What is Reverse Sneezing?

(or that terrifying sound like your dog can't breathe, but it actually means nothing much).

Reverse sneezing, is technically known as the "mechanosensitive aspiration reflex" and is a common phenomenon in dogs. In a regular sneeze, your dog pushes air out through the nose; however, in a reverse sneeze, air is pulled rapidly in through the nose making a noise like he's gasping for breath.  If you have a pack, be aware the sneezing dog may appear vulnerable in those few seconds and if you have an dogs with attitudes or aggression, they may attack so we'll just shoo them out of the room if they seem too interested in the 'sneezer'.   

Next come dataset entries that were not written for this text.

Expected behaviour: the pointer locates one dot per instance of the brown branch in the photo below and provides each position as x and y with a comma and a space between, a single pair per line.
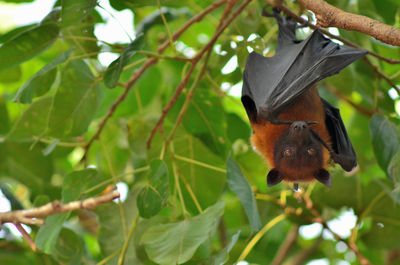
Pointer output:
286, 246
301, 20
31, 216
196, 59
382, 75
330, 16
302, 196
363, 110
138, 73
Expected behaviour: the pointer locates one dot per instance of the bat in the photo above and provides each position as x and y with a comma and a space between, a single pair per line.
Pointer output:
297, 132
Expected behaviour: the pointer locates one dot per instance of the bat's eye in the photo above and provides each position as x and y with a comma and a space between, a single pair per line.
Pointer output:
311, 151
288, 153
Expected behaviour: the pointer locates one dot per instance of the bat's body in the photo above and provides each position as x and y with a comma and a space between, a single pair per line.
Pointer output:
296, 131
266, 135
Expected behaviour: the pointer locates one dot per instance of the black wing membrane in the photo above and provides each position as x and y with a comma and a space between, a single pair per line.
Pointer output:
271, 84
344, 153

What a Reverse Sneeze Looks Like

One of the most common questions new pet owners have is about a reverse sneeze....some have never seen one before and panic! During a reverse sneeze, your dog will make rapid inhales through his nose, if standing will stand still with his elbows spread apart, extend his head downward, and his eyes may bulge. He'll make a loud snorting sound, which sounds like he's gasping for air but through his nose. Many dog owners think their pet is suffocating during a reverse sneeze episode but they are not.  It's very uncomfortable to watch as you want to do something to help. A reverse sneeze generally lasts for less than a minute up to two minutes and is harmless.

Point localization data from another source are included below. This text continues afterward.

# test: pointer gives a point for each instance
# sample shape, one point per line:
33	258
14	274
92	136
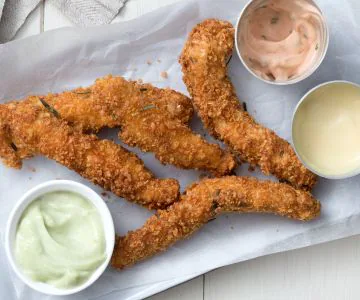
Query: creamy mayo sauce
281	39
60	240
326	129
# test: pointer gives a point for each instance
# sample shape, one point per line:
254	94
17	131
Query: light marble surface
328	271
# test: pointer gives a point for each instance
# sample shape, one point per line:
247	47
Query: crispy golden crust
150	118
32	129
202	202
203	61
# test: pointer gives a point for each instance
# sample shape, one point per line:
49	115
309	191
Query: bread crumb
203	175
32	169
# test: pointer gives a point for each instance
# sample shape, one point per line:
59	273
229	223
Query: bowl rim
296	79
349	174
33	194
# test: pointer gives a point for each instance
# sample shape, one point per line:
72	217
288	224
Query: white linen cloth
13	13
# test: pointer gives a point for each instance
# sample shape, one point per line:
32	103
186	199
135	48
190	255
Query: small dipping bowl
326	129
316	60
33	194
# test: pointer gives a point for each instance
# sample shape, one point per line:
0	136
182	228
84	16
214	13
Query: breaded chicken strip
28	128
201	203
203	61
150	118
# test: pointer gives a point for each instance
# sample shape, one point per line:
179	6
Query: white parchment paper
70	57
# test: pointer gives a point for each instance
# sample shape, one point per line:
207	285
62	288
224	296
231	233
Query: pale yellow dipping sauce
326	129
60	240
281	39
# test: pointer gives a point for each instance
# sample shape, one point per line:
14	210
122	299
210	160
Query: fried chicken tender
28	128
155	120
203	61
204	201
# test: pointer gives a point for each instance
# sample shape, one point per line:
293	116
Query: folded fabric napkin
13	13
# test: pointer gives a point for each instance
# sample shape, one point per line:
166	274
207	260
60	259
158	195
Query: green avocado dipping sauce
60	240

Causes of Reverse Sneezing

The exact reason for these reverse sneezing episodes is unknown but may be related to allergies, nasal irritants, or nasal inflammation. I've noticed if you raise the head whatever is tickling his nose appears to drain and it will usually stop almost immediately so my theory is it's post-nasal drip in dogs.  Any age, breed or sex can be affected. It looks scary - like the dog isn't breathing - but it's really harmless and is nothing to be concerned about.  Attacks of reverse sneezing look disturbing – many people fear that their dog is suffocating during these episodes – but it is not a harmful condition and there are no ill effects. Reverse sneezing attacks are generally quite brief and not life threatening. Between episodes, the dog acts normal and a dog can go days, weeks months even years between sneezes. If it's very frequent, a more serious condition may be the underlying cause such as allergies or mites. If it happens constantly, tests for nasal mites or even nasal cancer should be done.

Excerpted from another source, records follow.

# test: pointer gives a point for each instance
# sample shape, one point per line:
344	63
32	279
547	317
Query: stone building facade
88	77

How to Stop a Reverse Sneezing Episode

The way to stop a reverse sneeze is to get the dog to swallow - either by massaging the throat or covering the nose.  I've lifted the nose into the air and had them stop as well.  If a dog has reverse sneezing episodes so frequently they are disrupting life, then perhaps medications may be needed to reduce their frequency - but generally it's not anything to worry about. If it happens often (daily or several times a day), look for nasal discharge, bloody nose, regular sneezing, difficulty breathing, and abnormalities around the nose area, decreased appetite and/or lethargy which may be symptoms of something more serious in which case you'll want to consult with your veterinarian.

Why Do Dogs Sneeze When They Play?

If you’ve ever noticed your dog sneezes when he gets excited or while playing, there’s a reason for it. Dogs sneeze to say they want to play. It sounds slightly different from a regular sneeze. If you hear that sound from your dog, it means he wants to play or he’s excited. It’s why some dogs sneeze when their owner comes home after work: he’s happy to see you and wants to play.

If you want to test it, try doing that sneeze to your dog and see how he responds. I've had sneezing conversations with some dogs...sneeze at them and they'll sneeze back.  Not all will do it, but some do.  It's their way of saying I like you and lets play!